It was a whisper but Bridget heard it and put her arm round the slender shoulders. ‘That she would, me bairn. That she would. And a matching one for herself, no doubt, then you’d have been two peas in a pod.’ She was exaggerating a little but felt it was called for. ‘Just like her you are, hinny.’
Sophy nodded. And that was why her aunt and uncle didn’t like her. She had learned much from listening to Bridget and Kitty’s chatter as she had grown, especially when they thought she was asleep in her pallet bed in the far corner of the kitchen. She knew her mother had been her uncle’s sister and that she had married a French nobleman of whom her family had disapproved. Her mother had been beautiful, like a fairy princess, and her father very handsome. She had added that last bit herself but she knew it to be true, for why else would her mother have left everyone and everything she’d known to marry him? It was like a story, even if it had ended badly with her father dying and her mother having to come home to her Uncle Jeremiah. Her aunt and uncle hadn’t liked her mother and they didn’t like her. She had said that once to Bridget, and Bridget had answered that her aunt and uncle didn’t like anyone, including each other, but then Kitty had shushed Bridget and told her to hold her tongue.
She also knew that Bridget was wholly hers in a way no one else was, and this was often balm to her bruised heart when her aunt had been particularly harsh. Only last night she’d heard Bridget and Kitty talking at the kitchen table over a cup of tea before they retired for the night, Patrick ensconced in his chair by the range smoking his pipe.
‘Cryin’ shame, I call it,’ Bridget had said softly. ‘She’ll be ten the day after the morrer and still sleeping like a dog in the kitchen. What other man would hold with his own sister’s bairn being treated as scum, I ask you? She’s worse off than we are, at least we get paid for the work we do’ – here Kitty had snorted, and Bridget had amended – ‘even if it is a pittance, and we have our own rooms, Mam, now then. That little bairn has never been allowed to play, and she was made to slave from when she could walk. A pallet bed in the kitchen – it’s not right, not when the guest room is empty year in and year out, ’cept for when the bishop comes to stay for a few days.’
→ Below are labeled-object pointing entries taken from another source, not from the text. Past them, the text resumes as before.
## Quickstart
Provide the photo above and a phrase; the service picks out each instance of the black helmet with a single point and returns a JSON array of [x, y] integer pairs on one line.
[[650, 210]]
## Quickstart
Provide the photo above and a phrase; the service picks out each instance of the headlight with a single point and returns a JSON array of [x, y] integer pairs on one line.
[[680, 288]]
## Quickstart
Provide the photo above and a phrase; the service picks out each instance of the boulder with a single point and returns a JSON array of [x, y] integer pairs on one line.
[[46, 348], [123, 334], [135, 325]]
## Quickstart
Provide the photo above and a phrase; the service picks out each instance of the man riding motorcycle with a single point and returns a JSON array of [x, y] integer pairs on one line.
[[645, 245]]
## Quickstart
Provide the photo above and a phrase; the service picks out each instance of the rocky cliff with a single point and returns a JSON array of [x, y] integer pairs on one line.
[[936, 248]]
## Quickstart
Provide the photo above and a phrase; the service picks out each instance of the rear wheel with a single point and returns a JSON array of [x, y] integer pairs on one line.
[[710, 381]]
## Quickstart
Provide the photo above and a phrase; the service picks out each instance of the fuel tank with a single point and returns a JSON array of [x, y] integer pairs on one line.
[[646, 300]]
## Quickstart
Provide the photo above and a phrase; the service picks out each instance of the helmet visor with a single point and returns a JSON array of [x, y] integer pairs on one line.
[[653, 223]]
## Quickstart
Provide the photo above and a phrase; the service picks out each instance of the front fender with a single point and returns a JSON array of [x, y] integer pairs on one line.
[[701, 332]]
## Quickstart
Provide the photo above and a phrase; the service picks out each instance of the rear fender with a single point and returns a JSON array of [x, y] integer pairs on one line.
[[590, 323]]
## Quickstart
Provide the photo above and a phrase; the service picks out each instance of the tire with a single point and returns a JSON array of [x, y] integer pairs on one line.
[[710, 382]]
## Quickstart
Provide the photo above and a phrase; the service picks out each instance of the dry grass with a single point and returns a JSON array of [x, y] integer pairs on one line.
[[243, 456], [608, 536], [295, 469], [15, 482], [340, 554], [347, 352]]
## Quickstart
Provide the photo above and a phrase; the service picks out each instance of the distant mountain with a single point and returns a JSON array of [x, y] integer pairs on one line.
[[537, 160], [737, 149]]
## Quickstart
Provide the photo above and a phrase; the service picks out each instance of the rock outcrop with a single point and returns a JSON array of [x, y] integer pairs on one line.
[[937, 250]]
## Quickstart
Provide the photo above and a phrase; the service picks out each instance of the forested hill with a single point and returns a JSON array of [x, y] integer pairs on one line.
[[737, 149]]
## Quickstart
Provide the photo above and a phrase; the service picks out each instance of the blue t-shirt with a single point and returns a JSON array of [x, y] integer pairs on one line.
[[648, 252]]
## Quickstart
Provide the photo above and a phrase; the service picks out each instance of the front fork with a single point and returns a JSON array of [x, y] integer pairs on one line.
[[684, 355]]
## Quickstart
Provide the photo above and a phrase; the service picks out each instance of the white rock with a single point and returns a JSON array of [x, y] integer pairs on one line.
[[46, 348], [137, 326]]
‘I know, lass, I know, but it’s none of our business. We work here, that’s all, an’ we could be out on our ear afore you could say Jack Robinson.’
Bridget had been silent for a moment and Sophy had risked peeking out from under her blankets. Bridget was slowly shaking her head, her face sad but her voice angry when she’d murmured, ‘Makes my blood boil, the things that go on in this house, and all the time them actin’ the holy Joes. I’d like to take that little lass to one of his damn committees and show them what his lady wife does when she’s of a mind. Last time she caned her, she was black an’ blue all over.’
‘Wouldn’t make any difference if you did.’ Patrick had entered the conversation, which was rare. He was a man who didn’t say much. ‘The nobs stick together, as you well know. Like your mam says, it’s none of our business an’ you’d do well to remember that, lass.’
This had effectively finished the conversation but it had left Sophy feeling warm inside that Bridget cared about her so much. Reaching up now, she whispered in Bridget’s ear, ‘I love you.’
‘An’ I love you, hinny.’ Bridget’s gaze rested on the shining hair which was strained into one tight plait so that not even a curl escaped. The mistress had insisted on it as soon as the baby mop of curls had grown, along with the dull dresses and ugly, thick-soled boots the little girl was made to wear, but nothing could disguise Sophy’s beauty, Bridget thought for the umpteenth time with great satisfaction. And that was something that stuck in the mistress’s craw all right, cruel devil that she was.
As though her thoughts had conjured the mistress up, Bridget heard her mother say, ‘Good afternoon, ma’am,’ a moment before Mary appeared in the scullery doorway. She and Sophy stood to their feet, it was one of many niceties the mistress demanded but Sophy knew better than to stare at her aunt and kept her eyes lowered.
Mary Hutton’s cold reptilian eyes swept over the silver on the rough wooden table. ‘Haven’t you finished that yet? It’s’ – she consulted the small silver pocket-watch pinned to the bodice of her thick linen day dress – ‘almost four o’clock and we have guests for dinner tonight.’
‘Nearly done, ma’am.’ Bridget dipped her knee just the slightest.